LAST year, the leadership at Aboriginal-owned BYAC Contracting learned a very big business lesson when the global financial crisis hit – the dangers of its over-reliance on a long-term customer.
LAST year, the leadership at Aboriginal-owned BYAC Contracting learned a very big business lesson when the global financial crisis hit – the dangers of its over-reliance on a long-term customer.
BYAC is a 16-year-old business owned by the Burrna Yurral Aboriginal Corporation from the Laverton area and has a number of long-running contracts connected with the Murrin Murrin nickel mine.
The company has a history dating back to 1994, when it won a contract to transport scrap metal from another mine site and then ran a small depot in Laverton to service local industry.
But it was the Murrin Murrin contracts that really helped it on its way. The original deals were with Andrew Forrest when his Anaconda Nickel was starting up. BYAC has remained as a contractor, providing services such as waste management and dust suppression at Murrin Murrin, whose owner is now called Minara Resources.
The deal has proved beneficial to BYAC, which, among other things, now owns 14 houses in Laverton that provide housing for Aboriginal people from the area.
But the events of the GFC brought home just how much BYAC, which has less than 20 permanent employees, relied on Minara and the success of its single operation for one commodity. Nickel fared particularly badly in the global meltdown.
BYAC CEO Quinton Tucker said that, despite a decade and half of business experience, the company did not learn the risk of having all its business reliant on just one customer until the GFC.

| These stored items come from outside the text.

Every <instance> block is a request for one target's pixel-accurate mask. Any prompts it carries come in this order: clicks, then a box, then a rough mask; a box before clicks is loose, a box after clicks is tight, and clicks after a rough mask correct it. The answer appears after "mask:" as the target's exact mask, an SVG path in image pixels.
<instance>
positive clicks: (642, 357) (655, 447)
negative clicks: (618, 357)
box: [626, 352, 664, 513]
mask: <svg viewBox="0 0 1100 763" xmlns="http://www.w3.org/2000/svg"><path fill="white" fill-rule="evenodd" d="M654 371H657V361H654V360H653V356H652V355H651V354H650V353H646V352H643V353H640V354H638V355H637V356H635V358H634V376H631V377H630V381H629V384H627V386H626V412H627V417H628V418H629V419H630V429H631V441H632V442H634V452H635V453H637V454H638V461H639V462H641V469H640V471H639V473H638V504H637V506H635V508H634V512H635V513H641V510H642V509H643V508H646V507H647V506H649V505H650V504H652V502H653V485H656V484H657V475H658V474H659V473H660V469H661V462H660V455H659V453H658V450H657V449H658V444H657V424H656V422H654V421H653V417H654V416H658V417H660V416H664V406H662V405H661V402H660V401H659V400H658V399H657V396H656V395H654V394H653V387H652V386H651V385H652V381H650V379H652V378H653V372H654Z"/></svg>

Mr Tucker said the long-term nature of mining meant that relationship had allowed BYAC to gather the business experience required to broaden its income stream into areas such as training. It has plans for a new training facility at a property it has bought in South Guildford.
“We have had a sweetheart deal for a long time; we are now putting in tenders in other areas,” Mr Tucker said.
“That is more competitive,” he admitted.
BYAC is just one company to come out of the Goldfields. Mr Tucker’s cousin, Dan Tucker, heads Carey Mining, one of the most successful Aboriginal businesses in the state. It now operates in the Pilbara and Perth.
In the Pilbara, groups such as Ralph Keller and Kenzie Smith’s collection of businesses (including Portaccom and Civil Road & Rail SX5), Neville Stewart’s GLH Contracting, Geoff Stocker’s Pilbara Logistics, and Charlie Smith’s CMC are names cited as success stories by those with knowledge of the area.
The biggest player is Ngarda Civil & Mining, a joint venture between Leighton Contractors, Indigenous Business Australia and Ngarda Ngarli Yarndu Foundation, which has more than 300 employees.
Ngarda’s public accounts show that it was involved in direct contracts and joint ventures through which its share of revenue was $154.7 million in the 12 months ending June 30 last year. That compares to $125.9 million in the previous corresponding period.
Net profit rose to $2.4 million for the 2008-09 financial year, compared to $1.8 million in 2007-08.
Last year, the company earned a $3.6 million dividend from the Ngarda Alliance, a joint venture with Leighton to construct the Gap Ridge village at Karratha for Woodside Petroleum. In 2007-08 the dividend was $5.6 million.